Tuuve Aro : Karmiina K.: Ich bin okay
Buchbesprechung von Frank Rehag, Mai 2009
dt. Erstausgabe: 2008 - Kookbooks, Idstein
finn. Originalausgabe: 2004 - WSOY, Helsinki
Titel der finnischsprachigen Originalausgabe: "Karmiina"
aus dem Finnischen von Elina Kritzokat
Karmiina erschlägt den Tischlermeister Keränen, ihren Ziehvater, mit einem Ziegelstein, und auch den zufällig vorbeikommenden Polizeihauptwachtmeister Mielonen schlägt sie bewusstlos. Endlich ist sie frei, einen Tag vor ihrem siebzehnten Geburtstag. Als Babies wurden Karmiina und ihre Zwillingsschwester gleich nach der Geburt von der Mutter in einen Brunnen geworfen. Die Schwester prallte zuerst auf dem Eis auf und starb. Karmiina fiel auf sie drauf, erlitt mehrere Arm- und Beinbrüche und das Eis schnitt eine tiefe Wunde in ihre rechte Wange. So wurde es ihr erzählt. Die Mutter starb vor Trauer und Keränen nahm das entstellte Kind, dessen rechte Körperhälfte seit dem Brunnenfall vollkommen verkrüppelt ist, gegen Bezahlung bei sich auf. Geld für Ärzte und notwendige Operationen fehlte. In Keränens Augen war sie ein Monster, das nicht unter Menschen kommen durfte, so dass er sie in einem Kellerloch unter der Sauna einsperrte und missbrauchte. Doch nun ist ihr Peiniger tot und sie frei. Karmiina zieht sich Mielonens Kleidung über und macht sich auf in die Welt, um diese zu erkunden. Mit ihrem kleinen Wissenshorizont, den sie aus Zeitungen oder Gesprächen, die sie belauschte, hat, bringt die Freiheit für Karmiina viele Unbe-kannte mit sich. Sie lernt die an den Rollstuhl gefesselte Maisa kennen, sie geht auf eine Party, auf der sie ob ihrer seltsamen Tanzbewegungen und der Kleidung als neue Stilikone gefeiert wird. Sie lernt Mitglieder der 'Grünen Gefahr' kennen, eine globalisierungskritische Gruppe, die einen Demonstrationszug zum Parlament plant und der sie und Maisa sich anschließen. Beim Sturm auf das Parlament steht Karmiina plötzlich vor einer Frau, die aussieht wie sie, nur ohne Makel: Ihre Zwillingsschwester...

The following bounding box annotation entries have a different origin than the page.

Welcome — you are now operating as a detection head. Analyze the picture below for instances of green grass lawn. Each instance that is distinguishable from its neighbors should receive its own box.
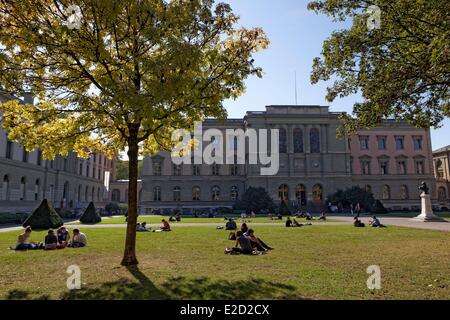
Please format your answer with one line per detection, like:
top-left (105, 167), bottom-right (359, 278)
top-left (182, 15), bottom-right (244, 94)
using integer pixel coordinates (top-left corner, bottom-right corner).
top-left (0, 226), bottom-right (450, 299)
top-left (69, 216), bottom-right (333, 225)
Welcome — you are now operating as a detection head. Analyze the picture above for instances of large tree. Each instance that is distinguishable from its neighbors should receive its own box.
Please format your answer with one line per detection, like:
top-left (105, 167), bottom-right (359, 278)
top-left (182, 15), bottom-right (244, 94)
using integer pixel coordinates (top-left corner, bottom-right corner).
top-left (0, 0), bottom-right (268, 265)
top-left (308, 0), bottom-right (450, 132)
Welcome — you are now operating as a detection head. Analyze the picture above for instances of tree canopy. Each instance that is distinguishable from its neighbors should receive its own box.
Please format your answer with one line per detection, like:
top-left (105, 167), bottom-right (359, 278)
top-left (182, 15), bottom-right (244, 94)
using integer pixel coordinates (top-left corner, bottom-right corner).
top-left (308, 0), bottom-right (450, 132)
top-left (0, 0), bottom-right (268, 265)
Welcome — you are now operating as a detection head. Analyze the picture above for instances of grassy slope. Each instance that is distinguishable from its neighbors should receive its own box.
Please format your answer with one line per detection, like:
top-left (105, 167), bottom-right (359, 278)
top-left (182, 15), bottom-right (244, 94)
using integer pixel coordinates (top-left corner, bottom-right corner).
top-left (71, 216), bottom-right (333, 226)
top-left (0, 226), bottom-right (450, 299)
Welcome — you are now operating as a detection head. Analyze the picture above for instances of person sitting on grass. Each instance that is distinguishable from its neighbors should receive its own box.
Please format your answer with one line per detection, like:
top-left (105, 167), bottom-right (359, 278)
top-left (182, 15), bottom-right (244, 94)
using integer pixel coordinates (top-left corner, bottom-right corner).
top-left (370, 216), bottom-right (386, 228)
top-left (306, 212), bottom-right (314, 221)
top-left (228, 231), bottom-right (237, 241)
top-left (247, 229), bottom-right (273, 252)
top-left (292, 219), bottom-right (303, 227)
top-left (241, 222), bottom-right (248, 234)
top-left (68, 229), bottom-right (87, 248)
top-left (225, 218), bottom-right (237, 230)
top-left (161, 219), bottom-right (171, 231)
top-left (225, 231), bottom-right (253, 254)
top-left (44, 229), bottom-right (58, 250)
top-left (285, 217), bottom-right (292, 228)
top-left (10, 227), bottom-right (43, 251)
top-left (56, 226), bottom-right (70, 247)
top-left (136, 222), bottom-right (150, 232)
top-left (353, 217), bottom-right (366, 228)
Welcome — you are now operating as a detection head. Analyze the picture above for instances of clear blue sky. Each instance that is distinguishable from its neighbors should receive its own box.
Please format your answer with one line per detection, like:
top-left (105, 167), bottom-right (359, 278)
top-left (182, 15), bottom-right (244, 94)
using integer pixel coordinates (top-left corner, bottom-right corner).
top-left (222, 0), bottom-right (450, 149)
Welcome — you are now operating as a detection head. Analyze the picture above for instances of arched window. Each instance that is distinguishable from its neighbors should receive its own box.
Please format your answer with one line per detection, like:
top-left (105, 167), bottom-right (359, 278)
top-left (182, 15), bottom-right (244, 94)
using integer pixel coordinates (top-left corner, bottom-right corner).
top-left (295, 184), bottom-right (306, 206)
top-left (173, 187), bottom-right (181, 202)
top-left (192, 187), bottom-right (201, 201)
top-left (313, 184), bottom-right (323, 201)
top-left (34, 179), bottom-right (41, 201)
top-left (309, 128), bottom-right (320, 153)
top-left (279, 128), bottom-right (287, 153)
top-left (2, 174), bottom-right (11, 200)
top-left (211, 186), bottom-right (220, 201)
top-left (20, 177), bottom-right (27, 200)
top-left (400, 185), bottom-right (409, 200)
top-left (230, 186), bottom-right (239, 201)
top-left (278, 184), bottom-right (289, 201)
top-left (111, 189), bottom-right (120, 202)
top-left (294, 128), bottom-right (303, 153)
top-left (438, 187), bottom-right (447, 202)
top-left (153, 187), bottom-right (161, 201)
top-left (382, 185), bottom-right (391, 200)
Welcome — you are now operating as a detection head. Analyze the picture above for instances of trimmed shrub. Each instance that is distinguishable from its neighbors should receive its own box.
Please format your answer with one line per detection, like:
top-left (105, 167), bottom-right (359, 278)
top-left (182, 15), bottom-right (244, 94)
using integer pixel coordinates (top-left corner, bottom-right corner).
top-left (80, 202), bottom-right (102, 224)
top-left (23, 199), bottom-right (64, 230)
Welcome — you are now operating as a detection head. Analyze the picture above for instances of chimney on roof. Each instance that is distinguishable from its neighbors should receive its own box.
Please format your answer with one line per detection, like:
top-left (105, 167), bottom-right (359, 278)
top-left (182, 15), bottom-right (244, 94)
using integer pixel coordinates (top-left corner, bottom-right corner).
top-left (23, 92), bottom-right (34, 104)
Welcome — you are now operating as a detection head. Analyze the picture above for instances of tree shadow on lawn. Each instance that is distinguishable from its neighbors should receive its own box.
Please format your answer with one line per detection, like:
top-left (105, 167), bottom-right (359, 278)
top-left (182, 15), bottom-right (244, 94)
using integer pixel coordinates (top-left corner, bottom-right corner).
top-left (57, 268), bottom-right (301, 300)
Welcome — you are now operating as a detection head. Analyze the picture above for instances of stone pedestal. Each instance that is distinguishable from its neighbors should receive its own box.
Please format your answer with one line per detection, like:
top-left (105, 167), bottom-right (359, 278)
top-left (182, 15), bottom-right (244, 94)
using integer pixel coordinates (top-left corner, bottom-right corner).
top-left (411, 193), bottom-right (447, 222)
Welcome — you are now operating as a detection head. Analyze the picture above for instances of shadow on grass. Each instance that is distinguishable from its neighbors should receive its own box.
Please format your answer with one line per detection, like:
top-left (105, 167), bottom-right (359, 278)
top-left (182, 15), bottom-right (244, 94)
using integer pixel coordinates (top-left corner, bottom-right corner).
top-left (55, 268), bottom-right (300, 300)
top-left (6, 289), bottom-right (50, 300)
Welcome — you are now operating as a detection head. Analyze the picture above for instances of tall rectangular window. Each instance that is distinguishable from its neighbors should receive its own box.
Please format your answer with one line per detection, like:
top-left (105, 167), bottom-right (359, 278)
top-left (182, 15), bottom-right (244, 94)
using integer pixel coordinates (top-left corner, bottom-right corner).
top-left (5, 139), bottom-right (14, 159)
top-left (153, 162), bottom-right (162, 177)
top-left (416, 160), bottom-right (425, 174)
top-left (361, 160), bottom-right (370, 175)
top-left (398, 160), bottom-right (407, 174)
top-left (413, 137), bottom-right (423, 150)
top-left (378, 137), bottom-right (386, 150)
top-left (359, 136), bottom-right (369, 150)
top-left (380, 160), bottom-right (389, 175)
top-left (22, 148), bottom-right (29, 162)
top-left (395, 137), bottom-right (405, 150)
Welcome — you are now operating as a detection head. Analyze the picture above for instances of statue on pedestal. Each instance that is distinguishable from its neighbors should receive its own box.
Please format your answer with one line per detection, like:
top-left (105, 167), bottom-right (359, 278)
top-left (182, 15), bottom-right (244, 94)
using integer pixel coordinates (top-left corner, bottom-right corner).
top-left (419, 181), bottom-right (430, 194)
top-left (412, 181), bottom-right (446, 222)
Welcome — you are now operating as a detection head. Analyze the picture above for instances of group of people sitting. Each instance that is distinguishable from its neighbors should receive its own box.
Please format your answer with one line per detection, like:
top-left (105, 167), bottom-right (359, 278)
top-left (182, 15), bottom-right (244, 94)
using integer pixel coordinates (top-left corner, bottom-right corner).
top-left (11, 226), bottom-right (87, 251)
top-left (225, 222), bottom-right (273, 255)
top-left (169, 213), bottom-right (181, 222)
top-left (353, 216), bottom-right (386, 228)
top-left (136, 219), bottom-right (172, 232)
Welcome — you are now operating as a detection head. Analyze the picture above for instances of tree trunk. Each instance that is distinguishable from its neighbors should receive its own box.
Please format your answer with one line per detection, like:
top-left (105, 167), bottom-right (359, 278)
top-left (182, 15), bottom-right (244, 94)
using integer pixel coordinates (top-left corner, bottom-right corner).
top-left (122, 128), bottom-right (139, 266)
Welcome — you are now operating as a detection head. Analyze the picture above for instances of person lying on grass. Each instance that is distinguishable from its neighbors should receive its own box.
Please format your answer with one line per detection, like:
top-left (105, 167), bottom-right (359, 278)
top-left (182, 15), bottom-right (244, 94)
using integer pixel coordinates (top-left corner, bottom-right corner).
top-left (225, 231), bottom-right (257, 255)
top-left (247, 229), bottom-right (273, 252)
top-left (68, 229), bottom-right (87, 248)
top-left (10, 227), bottom-right (44, 251)
top-left (370, 216), bottom-right (386, 228)
top-left (44, 229), bottom-right (58, 250)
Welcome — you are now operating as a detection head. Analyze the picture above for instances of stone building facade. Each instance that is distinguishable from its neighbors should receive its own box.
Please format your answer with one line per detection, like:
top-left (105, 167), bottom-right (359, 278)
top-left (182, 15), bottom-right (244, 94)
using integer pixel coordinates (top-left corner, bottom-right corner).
top-left (348, 121), bottom-right (436, 210)
top-left (433, 146), bottom-right (450, 210)
top-left (140, 106), bottom-right (436, 212)
top-left (0, 94), bottom-right (115, 213)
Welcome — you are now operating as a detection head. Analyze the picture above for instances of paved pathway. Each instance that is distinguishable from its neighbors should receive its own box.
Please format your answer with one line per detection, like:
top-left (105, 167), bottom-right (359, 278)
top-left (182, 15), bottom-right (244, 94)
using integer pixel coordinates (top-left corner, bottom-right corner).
top-left (0, 216), bottom-right (450, 233)
top-left (329, 216), bottom-right (450, 232)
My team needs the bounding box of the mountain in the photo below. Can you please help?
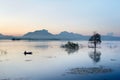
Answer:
[21,29,120,40]
[0,33,12,39]
[0,29,120,41]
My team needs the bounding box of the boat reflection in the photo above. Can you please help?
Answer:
[89,50,101,63]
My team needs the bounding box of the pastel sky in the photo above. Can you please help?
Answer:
[0,0,120,36]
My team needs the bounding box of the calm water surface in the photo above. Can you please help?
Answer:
[0,40,120,80]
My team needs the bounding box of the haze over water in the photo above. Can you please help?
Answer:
[0,40,120,80]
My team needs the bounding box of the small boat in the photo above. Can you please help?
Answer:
[24,51,32,55]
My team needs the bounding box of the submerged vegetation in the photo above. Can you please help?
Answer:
[61,41,79,49]
[61,41,79,54]
[67,66,112,74]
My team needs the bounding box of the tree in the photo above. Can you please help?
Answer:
[89,32,101,49]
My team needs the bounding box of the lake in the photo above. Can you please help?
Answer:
[0,40,120,80]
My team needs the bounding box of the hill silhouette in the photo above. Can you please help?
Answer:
[0,29,120,41]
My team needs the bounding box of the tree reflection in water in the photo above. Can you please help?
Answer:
[65,48,79,54]
[89,49,101,63]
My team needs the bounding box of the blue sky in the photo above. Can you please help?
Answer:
[0,0,120,35]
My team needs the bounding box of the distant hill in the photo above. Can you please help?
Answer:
[0,33,12,39]
[22,29,120,40]
[0,29,120,41]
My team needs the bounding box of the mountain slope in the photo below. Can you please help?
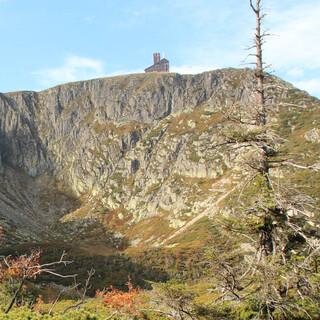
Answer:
[0,69,320,246]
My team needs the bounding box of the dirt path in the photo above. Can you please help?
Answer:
[161,185,239,245]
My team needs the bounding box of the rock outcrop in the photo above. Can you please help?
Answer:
[0,69,316,244]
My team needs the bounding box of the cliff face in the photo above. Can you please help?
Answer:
[0,69,318,245]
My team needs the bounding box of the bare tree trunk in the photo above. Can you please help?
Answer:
[250,0,267,125]
[4,279,25,313]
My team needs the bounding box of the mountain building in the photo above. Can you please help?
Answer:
[144,52,169,72]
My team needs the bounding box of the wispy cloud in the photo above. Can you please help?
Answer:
[266,1,320,68]
[33,55,104,87]
[294,78,320,95]
[266,0,320,96]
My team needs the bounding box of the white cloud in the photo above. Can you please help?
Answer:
[294,78,320,96]
[33,55,104,87]
[286,67,304,78]
[266,1,320,69]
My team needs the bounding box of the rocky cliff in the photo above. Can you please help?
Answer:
[0,69,319,245]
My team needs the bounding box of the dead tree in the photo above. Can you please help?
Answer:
[0,250,76,313]
[250,0,268,125]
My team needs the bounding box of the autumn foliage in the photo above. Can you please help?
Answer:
[0,250,42,282]
[96,278,141,315]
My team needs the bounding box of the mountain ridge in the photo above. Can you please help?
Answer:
[0,68,319,246]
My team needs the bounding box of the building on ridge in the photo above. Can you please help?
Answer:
[144,52,169,72]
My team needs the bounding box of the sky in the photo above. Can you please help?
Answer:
[0,0,320,97]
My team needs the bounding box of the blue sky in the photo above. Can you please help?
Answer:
[0,0,320,97]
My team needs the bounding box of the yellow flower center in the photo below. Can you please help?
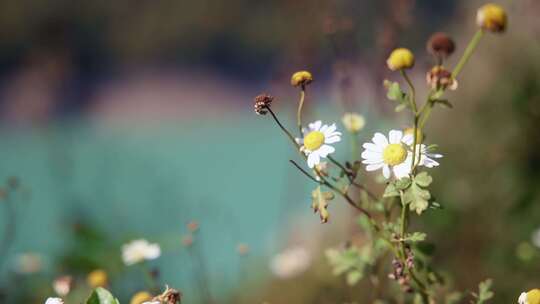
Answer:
[527,289,540,304]
[383,144,407,166]
[304,131,324,151]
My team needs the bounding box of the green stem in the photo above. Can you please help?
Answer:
[452,29,484,79]
[296,85,306,138]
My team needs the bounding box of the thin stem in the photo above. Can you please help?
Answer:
[296,85,306,137]
[452,29,484,79]
[400,70,418,115]
[289,159,321,184]
[266,107,299,149]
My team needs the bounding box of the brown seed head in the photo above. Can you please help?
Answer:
[254,93,274,115]
[427,32,456,59]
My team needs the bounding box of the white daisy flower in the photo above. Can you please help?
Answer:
[45,298,64,304]
[361,130,414,179]
[122,239,161,266]
[270,246,311,279]
[296,120,341,168]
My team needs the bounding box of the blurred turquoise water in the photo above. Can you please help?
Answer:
[0,104,386,297]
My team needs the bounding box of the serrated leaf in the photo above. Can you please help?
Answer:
[414,171,433,188]
[311,186,334,223]
[86,287,120,304]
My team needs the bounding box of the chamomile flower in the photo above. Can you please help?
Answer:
[518,289,540,304]
[296,120,341,168]
[361,130,414,179]
[122,239,161,266]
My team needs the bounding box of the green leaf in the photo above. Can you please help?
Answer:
[86,287,120,304]
[311,186,334,223]
[414,171,433,188]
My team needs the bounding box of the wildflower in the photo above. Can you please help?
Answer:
[129,291,154,304]
[122,239,161,266]
[518,289,540,304]
[403,128,424,143]
[296,120,341,168]
[386,48,414,71]
[341,113,366,133]
[291,71,313,87]
[236,243,249,256]
[270,247,311,279]
[15,252,43,274]
[53,276,73,297]
[254,93,274,115]
[476,3,507,33]
[427,32,456,60]
[531,228,540,248]
[361,130,414,179]
[426,65,458,90]
[86,269,108,288]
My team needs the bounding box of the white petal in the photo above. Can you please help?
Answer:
[308,152,321,168]
[366,163,384,171]
[308,120,322,131]
[362,143,384,153]
[401,134,414,146]
[317,145,336,157]
[324,135,341,144]
[392,162,411,179]
[372,132,388,148]
[383,165,390,179]
[388,130,403,144]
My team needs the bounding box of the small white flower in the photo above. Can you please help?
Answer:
[45,298,64,304]
[361,130,414,179]
[122,239,161,266]
[270,247,311,279]
[296,120,341,168]
[341,113,366,133]
[531,228,540,248]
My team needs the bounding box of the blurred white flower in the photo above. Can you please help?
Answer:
[531,228,540,248]
[15,252,43,274]
[296,120,341,168]
[270,247,311,279]
[45,298,64,304]
[122,239,161,266]
[53,276,73,297]
[341,113,366,133]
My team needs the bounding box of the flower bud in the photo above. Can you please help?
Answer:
[426,65,458,90]
[291,71,313,87]
[386,48,414,71]
[476,3,507,33]
[427,32,456,59]
[86,269,108,288]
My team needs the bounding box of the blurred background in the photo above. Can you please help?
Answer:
[0,0,540,303]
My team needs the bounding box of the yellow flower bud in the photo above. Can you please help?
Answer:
[86,269,108,288]
[129,291,154,304]
[403,128,424,144]
[518,288,540,304]
[386,48,414,71]
[341,113,366,133]
[291,71,313,87]
[476,3,507,33]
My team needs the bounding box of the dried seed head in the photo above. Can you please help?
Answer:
[427,32,456,60]
[386,48,414,71]
[291,71,313,87]
[476,3,508,33]
[254,93,274,115]
[426,65,458,90]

Eingesperrte und missbrauchte Kinder, ein ernstes Thema, das in letzter Zeit häufiger in den Medien vorkam. Doch durch die humorvolle Phantasie der Autorin liegt hier ein Buch mit viel Witz und Leichtigkeit vor. Karmiina ist kein gebrochener Mensch, sondern eine Heldin, die mit kindlicher Naivität das Leben in der Freiheit meistert. Trotz ihrer traurigen Kindheit wirkt sie glücklich - sie macht sich keine Gedanken über "Was wäre, wenn...?" Geschickt schafft es Tuuve Aro, die Kapitel, die aus verschiedenen Perspektiven der einzelnen Protagonisten (Karmiina, Mielonen, Maisa) erzählt sind, wie filmische Szenen zusammenzusetzen und Spannung zu erzeugen, was sicher auch ihrem Film- und Fernsehwissenschaftsstudium geschuldet ist. Von dieser leicht erzählten Geschichte, die für die deutsche Fassung sowohl von der Autorin als auch von der Übersetzerin Elina Kritzokat gekürzt und redigiert wurde, hätte es ruhig mehr sein dürfen. Dieses Buch ist nicht zuletzt aufgrund der Aufmachung im Schuber außergewöhnlich.